Back to the future: perspectives on current realities and future quality of educational research through the prism of Irish Educational Studies

Pages 7-25 | Published online: 09 Feb 2009
 

Abstract

While ‘paradigm wars’ have raged internationally during the past decade in particular, the research community, qua community in the Irish context has been largely silent on these important issues. This paper provides a synthesis of key aspects of these international discourses against a brief historical backdrop of the field of educational research. Thereafter, this theoretical lens is used to interrogate the more than 200 papers published in Irish Educational Studies (IES) over a period of 10 years: 1996–2006. This analysis seeks to establish the relative health and quality of educational research in the Irish context, and in the third section of the paper, this analysis is the basis for discussion of lessons that may be learned from insights and understandings gained. The paper concludes that a more systematic and comprehensive review of educational research funding in the Irish context would be particularly apposite and timely, while also advocating the necessity for a comprehensive educational research policy and the creation of a national educational research council. In the absence of such endeavours, research is likely to remain fragmented, small scale and easily dismissed by policy-makers, thus enabling advocacy rather than evidence and research generated elsewhere to overly-influence educational reform, while failing to enhance and extend a comprehensive ‘native’ research literature, a vibrant research culture, while funding and systematically supporting and developing the next generation of educational researchers. In the absence of policy and funding, quality and capacity will continue to falter in a more complex, sophisticated interdependent world.

Acknowledgements

I am most grateful to Maeve Dupont for her invaluable assistance in the analysis of data. My gratitude also to the reviewers who made several valuable suggestions to improve the quality of this paper, another unsung aspect of blind peer reviewed publications, and an important if invisible aspect of seeking to promote quality research.

Notes

1. In order to have a paper considered for publication in Irish Educational Studies, it was necessary to present that paper at the Association's annual conference. This requirement was dropped as part of a series of reforms to the journal during the past five years or more.

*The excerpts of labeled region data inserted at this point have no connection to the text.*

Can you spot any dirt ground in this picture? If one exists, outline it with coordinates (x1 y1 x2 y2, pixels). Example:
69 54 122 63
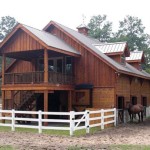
0 120 150 150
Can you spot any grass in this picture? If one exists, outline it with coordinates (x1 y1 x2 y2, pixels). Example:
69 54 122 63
0 145 15 150
0 127 100 137
68 145 150 150
109 145 150 150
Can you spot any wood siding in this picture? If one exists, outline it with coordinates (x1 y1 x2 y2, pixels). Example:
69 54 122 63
2 30 43 53
116 75 130 103
116 75 150 106
109 54 121 63
6 60 35 73
49 27 115 86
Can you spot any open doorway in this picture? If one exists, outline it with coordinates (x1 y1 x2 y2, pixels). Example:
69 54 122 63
117 96 124 123
36 91 68 118
131 96 137 105
141 96 147 116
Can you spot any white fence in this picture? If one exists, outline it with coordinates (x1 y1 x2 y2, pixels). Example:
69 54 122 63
0 108 116 135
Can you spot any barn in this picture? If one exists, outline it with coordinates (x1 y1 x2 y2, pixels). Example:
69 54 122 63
0 21 150 118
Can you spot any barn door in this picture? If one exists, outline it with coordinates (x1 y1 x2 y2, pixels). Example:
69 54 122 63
117 96 124 123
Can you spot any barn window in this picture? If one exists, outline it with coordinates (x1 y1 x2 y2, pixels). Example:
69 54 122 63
131 96 137 105
141 96 147 106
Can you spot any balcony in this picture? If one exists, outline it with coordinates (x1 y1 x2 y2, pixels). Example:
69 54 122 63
4 71 74 85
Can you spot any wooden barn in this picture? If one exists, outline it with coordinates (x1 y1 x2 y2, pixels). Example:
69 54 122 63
0 21 150 120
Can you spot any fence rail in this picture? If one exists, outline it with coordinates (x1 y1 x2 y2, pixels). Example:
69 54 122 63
0 108 116 135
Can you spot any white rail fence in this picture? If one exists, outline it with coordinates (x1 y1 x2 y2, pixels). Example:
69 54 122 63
0 108 116 135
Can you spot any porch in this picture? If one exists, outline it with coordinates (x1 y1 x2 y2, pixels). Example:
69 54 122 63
4 71 75 85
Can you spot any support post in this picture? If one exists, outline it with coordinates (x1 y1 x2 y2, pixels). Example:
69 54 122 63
2 54 6 85
114 108 117 126
11 91 14 109
38 110 42 133
70 111 75 136
44 49 48 83
44 91 48 126
2 91 5 123
85 110 90 133
68 91 72 111
11 109 15 131
101 109 104 130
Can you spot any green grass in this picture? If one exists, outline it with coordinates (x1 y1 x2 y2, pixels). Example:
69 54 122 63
0 127 100 137
0 145 15 150
109 145 150 150
68 145 150 150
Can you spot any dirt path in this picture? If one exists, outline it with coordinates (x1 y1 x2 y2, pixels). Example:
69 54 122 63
0 120 150 150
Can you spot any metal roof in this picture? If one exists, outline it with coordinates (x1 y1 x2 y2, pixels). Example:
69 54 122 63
126 50 143 61
51 22 150 78
94 42 126 54
22 24 80 54
77 24 89 29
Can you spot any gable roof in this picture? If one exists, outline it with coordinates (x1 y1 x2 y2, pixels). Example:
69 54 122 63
0 24 80 55
43 21 150 79
126 50 144 62
94 42 130 56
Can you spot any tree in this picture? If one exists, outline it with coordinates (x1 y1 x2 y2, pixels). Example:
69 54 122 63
88 15 112 42
111 16 149 51
0 16 17 70
0 16 17 41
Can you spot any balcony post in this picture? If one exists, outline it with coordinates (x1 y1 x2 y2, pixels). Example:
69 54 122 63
2 54 6 85
44 49 48 83
68 90 73 111
44 91 48 126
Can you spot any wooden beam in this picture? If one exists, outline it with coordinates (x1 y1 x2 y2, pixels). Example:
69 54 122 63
2 54 6 85
1 84 74 91
44 91 48 126
11 91 14 109
44 49 48 83
2 91 5 123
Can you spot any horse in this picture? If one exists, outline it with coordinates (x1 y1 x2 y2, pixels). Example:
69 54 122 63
127 103 144 122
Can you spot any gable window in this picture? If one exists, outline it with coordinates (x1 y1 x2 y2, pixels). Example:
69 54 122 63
131 96 137 105
65 57 73 75
121 55 126 65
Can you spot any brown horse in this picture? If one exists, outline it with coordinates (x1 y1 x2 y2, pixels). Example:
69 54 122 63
127 103 144 122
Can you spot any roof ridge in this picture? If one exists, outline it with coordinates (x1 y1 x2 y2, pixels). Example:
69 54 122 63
93 41 127 46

2. As the Irish economy began to grow exponentially about mid-way through the 1990s, resulting in unprecedented immigration as well as a radical reduction in emigration, coupled with a reduction in teacher pupil ratios, implementation of a policy of inclusion, and provision of language support teachers, demand for primary teachers expanded rapidly, thus leading to significant recruitment of teacher educators. Additionally, since as closer links between Mary Immaculate College with the University of Limerick and St. Patrick's College with Dublin City University resulted in legal agreements, provision of postgraduate degrees in these colleges in particular resulted in greater focus on the conduct of research.